METHOD FOR DETECTING MALFUNCTIONAL NOZZLES IN A PRINTING HEAD AND PRINTING DEVICE

Description

The invention refers to a method for detecting and compensating malfunctional nozzles in a printing head of a printing device and a printing device.

Malfunctional nozzles in a printing head of a printing device may cause visible defects in a print. It is thus necessary to detect malfunctional nozzles.

It is known how to evaluate print quality degradation by printing a test pattern, wherein each nozzle prints an individual mark that is assigned to the respective nozzle and the individual marks are inspected.

However, this method is rather elaborate, providing the exact identification of each malfunctional nozzle.

It is thus an object of the invention to detect the presence of malfunctional nozzles in a simple manner.

This object is achieved by a method for detecting and compensating malfunctional nozzles in a printing head of a printing device, wherein the method comprises printing a test pattern with the printing head on a print medium, wherein the test pattern comprises at least one continuously and preferably uniformly printed area, wherein the area extends along the nozzles to be inspected. The method further comprises inspecting the test pattern and indicating that a nozzle is malfunctional if a vertical line is detected in the test pattern. A severity of the malfunction is indicated based on a degree of visibility of the vertical line and based on the severity of the malfunction of a nozzle, it is decided if a compensation of the malfunction is required. A further test pattern different from the first test pattern is printed, wherein the exact location of the malfunctional nozzle is determined, and the nozzles adjacent to the malfunctional nozzle are used to compensate the malfunction.

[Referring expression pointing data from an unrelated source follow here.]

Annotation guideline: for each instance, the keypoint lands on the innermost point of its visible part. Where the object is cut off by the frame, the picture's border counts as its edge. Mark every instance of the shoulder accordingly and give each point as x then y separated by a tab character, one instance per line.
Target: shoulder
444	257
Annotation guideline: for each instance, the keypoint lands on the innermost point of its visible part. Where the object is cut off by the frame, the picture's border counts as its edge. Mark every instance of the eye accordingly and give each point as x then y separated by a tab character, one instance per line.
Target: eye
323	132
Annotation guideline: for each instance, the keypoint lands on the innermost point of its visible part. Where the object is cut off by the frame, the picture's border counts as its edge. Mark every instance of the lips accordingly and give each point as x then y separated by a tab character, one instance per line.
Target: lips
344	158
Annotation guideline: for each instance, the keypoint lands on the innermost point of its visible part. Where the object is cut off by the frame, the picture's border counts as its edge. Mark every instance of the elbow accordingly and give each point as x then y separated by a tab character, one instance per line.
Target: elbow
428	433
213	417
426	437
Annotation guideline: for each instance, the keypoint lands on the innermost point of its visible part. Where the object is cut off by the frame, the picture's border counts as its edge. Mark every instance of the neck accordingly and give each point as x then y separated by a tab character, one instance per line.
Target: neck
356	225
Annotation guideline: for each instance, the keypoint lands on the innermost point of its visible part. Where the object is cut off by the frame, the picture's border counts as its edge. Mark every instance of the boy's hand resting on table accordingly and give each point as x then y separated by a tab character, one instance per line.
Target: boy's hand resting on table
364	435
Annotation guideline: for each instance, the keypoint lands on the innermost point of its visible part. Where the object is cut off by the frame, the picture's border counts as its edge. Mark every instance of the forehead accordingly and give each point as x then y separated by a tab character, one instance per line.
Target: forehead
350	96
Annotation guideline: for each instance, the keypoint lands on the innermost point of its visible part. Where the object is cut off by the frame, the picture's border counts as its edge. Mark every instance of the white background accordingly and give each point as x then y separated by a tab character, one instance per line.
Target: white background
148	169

Uniformly should be understood as being the same print density per printed area. Nevertheless. Uniformly in the meaning of the present invention also includes uniform densities over at least three nozzles, and continuously printed areas with a variation in print density.

The inventive method has the advantage that the detection of a malfunctional nozzle and the approximate location of the malfunctional nozzle can happen quickly and with little effort.

The core idea of the invention is to focus on an overall print rather than on individual marks printed by the individual nozzles first before the decision to compensate nozzles.

Another advantage of the inventive method is that only such malfunctions are detected which cause a visible defect in the print. Like this it is for example possible to detect malfunctions only for visible defects, whereby visible could mean at a certain predefined threshold. Visible could for example also be defined as defects visible by the human eye at a reasonable distance of for example 20 cm. Malfunctions that are not visible are thus ignored. Thereby, unnecessary maintenance of the printing head is inhibited.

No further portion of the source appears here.